The four main families of G-proteins initiate different intracellular responses upon activation and the choice of assay is therefore dependent on which family of G-protein the receptor recruits. Many G-protein dependent assays are based on detecting the second messenger after ligand binding and receptor activation, and thereby require the receptor coupling mechanism to be known. cAMP-based assays are frequently used when the GPCR is coupled with Gi/o and/or Gs that causes negative or positive stimulation of adenylyl cyclase and thereby affects the cellular levels of cAMP which can be detected by the assay (Fig. 4). Labeled cAMP can be introduced in the assay to compete with endogenous cAMP, and later be detected by anti-cAMP antibody (Zhang and Xie, 2012). There are multiple variants of the cAMP assay both radiolabeled and radio-free approaches (Zhang and Xie, 2012). Please see the methods section for further description of the cAMP assay applied in this thesis.

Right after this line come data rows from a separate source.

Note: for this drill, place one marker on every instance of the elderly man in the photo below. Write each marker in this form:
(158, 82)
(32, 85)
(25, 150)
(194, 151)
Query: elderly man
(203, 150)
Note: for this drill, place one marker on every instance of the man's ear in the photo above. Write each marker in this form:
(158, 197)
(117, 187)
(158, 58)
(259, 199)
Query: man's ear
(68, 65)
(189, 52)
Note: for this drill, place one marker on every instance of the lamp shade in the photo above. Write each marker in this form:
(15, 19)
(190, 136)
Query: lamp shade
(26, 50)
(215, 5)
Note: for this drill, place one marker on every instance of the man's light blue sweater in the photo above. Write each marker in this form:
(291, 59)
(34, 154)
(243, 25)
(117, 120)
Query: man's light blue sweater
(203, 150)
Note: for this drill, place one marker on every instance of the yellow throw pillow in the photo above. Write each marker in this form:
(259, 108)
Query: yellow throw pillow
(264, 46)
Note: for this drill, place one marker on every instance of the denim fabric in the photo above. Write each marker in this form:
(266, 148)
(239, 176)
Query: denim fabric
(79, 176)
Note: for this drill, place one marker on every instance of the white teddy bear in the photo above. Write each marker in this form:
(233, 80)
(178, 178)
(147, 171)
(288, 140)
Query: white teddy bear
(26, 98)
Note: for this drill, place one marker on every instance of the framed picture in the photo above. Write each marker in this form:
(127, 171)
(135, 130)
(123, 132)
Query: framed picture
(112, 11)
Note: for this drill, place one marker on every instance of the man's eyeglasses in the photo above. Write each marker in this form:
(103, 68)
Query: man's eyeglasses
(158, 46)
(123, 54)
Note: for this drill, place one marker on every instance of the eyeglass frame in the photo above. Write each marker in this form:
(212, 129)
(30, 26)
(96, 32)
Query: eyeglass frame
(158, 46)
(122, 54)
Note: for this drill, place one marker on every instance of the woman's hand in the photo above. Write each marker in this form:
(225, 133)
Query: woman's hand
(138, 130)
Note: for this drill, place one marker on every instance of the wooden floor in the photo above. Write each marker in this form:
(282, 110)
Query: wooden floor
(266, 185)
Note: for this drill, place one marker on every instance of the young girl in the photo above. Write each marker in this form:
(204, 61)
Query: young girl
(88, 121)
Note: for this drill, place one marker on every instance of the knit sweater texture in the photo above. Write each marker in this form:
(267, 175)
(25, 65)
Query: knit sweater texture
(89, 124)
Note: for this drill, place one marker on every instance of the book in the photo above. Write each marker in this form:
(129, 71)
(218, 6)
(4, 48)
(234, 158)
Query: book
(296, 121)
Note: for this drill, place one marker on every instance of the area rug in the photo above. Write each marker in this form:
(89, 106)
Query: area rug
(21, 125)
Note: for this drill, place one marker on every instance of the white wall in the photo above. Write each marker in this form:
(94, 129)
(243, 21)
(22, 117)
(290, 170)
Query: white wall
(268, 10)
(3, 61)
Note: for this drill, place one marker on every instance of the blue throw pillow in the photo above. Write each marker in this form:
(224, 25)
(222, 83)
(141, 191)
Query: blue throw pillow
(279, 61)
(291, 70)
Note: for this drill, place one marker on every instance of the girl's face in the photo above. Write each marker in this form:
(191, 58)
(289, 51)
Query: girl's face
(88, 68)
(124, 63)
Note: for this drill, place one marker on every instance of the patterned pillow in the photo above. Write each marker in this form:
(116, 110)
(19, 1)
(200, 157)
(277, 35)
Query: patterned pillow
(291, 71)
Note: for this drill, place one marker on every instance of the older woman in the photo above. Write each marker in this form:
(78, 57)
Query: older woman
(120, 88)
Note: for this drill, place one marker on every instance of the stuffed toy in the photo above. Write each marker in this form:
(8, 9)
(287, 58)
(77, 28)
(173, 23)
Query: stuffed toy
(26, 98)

GRKs phosphorylate specific intracellular sites of GPCRs and cause recruitment of arrestins that promote receptor internalization (Hilger et al., 2018). This processes can be investigated both by receptor internalization- and b-arrestin recruitment assays. However, receptor internalization can be studied in several ways, but very often specific antibodies binding to an extracellular part of the receptor is used. The antibody is co-internalized with the receptor upon activation and may be detected by a fluorophore-labeled secondary antibody or by tagging the receptor with fluorescent proteins (Zhang and Xie, 2012). b-arrestins are also involved in G-protein independent signaling and can act as scaffolds that interact with various G-proteins such as the signaling protein Extracellular signal-regulated kinase 1/2 (ERK 1/2), nonreceptor tyrosine kinases like Src, and trafficking proteins (Lefkowitz, 2005). Assays targeting b-arrestins can be used to study biased GPCR signaling (Zhang and Xie, 2012). The first

commercial recruitment assay for studying the effects of b-arrestin recruitment upon receptor activation used b-arrestin tagged with green fluorescence protein (GFP) that emits green fluorescence upon light exposure which is monitored by an imaging system (Zhang and Xie, 2012).